Attack Vectors

Transaction flooding

AttackTransaction flooding
RiskLow
ImpactsHigh I/O, Confirmation Congestion
Defense StatusPartially Implemented

Description

Transaction flooding is simply sending as many valid transactions as possible in order to saturate the network. Usually an attacker will send transactions to other accounts they control so it can be continued indefinitely.

Defense

Block confirmations are prioritized based on the balance of the block and the last time the account was used. This makes congesting the network financially prohibitive (i.e. you need 50% of the supply to consume 50% of the throughput).

Additionally, each block has a small amount of work associated with it, around 5 seconds to generate and 1 microsecond to validate. This work difference causes an attacker to dedicate a large amount to sustain an attack while wasting a small amount of resources by everyone else. Nodes that are not full historical nodes can prune old transactions from their chain, this clamps the storage usage from this type of attack for almost all users.

Penny-spend attack

AttackPenny-spend attack
RiskLow
ImpactsStorage space usage
Defense StatusNot Implemented

Description

A penny-spend attack is where an attacker spends infinitesimal quantities to a large number of accounts in order to waste the storage resources of nodes.

Defense

Blocks publishing is rate-limited by work so this limits accounts to a certain extent. The addition of a bounded backlog in conjunction with a bandwidth limit could further rate-limit (or reject) a penny-spend attack.

Nodes that are not full historical nodes can prune accounts below a statistical metric where the account is probably not a valid account. Finally, Nano is tuned to use minimal permanent storage space so space required to store one additional account is proportional to the size of one block + indexing ~ 96b + 32b ~ 128b. This equates to 1GB being able to store 8 million penny-spend account.

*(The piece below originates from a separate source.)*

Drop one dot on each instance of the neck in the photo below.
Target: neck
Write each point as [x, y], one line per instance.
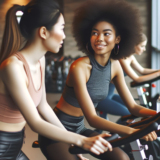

If nodes want to be aggressive, they can calculate a distribution based on access frequency and delegate infrequently used accounts to slower storage.

Block gap synchronization

AttackBlock gap synchronization
RiskLow
ImpactsNetwork amplify, denial of service
Defense StatusImplemented

Description

Each block has a link to its previous block. If a new block arrives where we can't find the previous block, this leaves the node deciding whether it's out of sync or if someone is sending junk data. If a node is out of sync, synchronizing involves a TCP connection to a node that offers bootstrapping which is much more traffic than sending a single UDP packet containing a block; this is a network amplification attack.

Defense

For blocks with no previous link, nodes will wait until a certain threshold of votes have been observed before initiating a connection to a bootstrap node to synchronize. If a block doesn't receive enough votes it can be assumed to be junk data.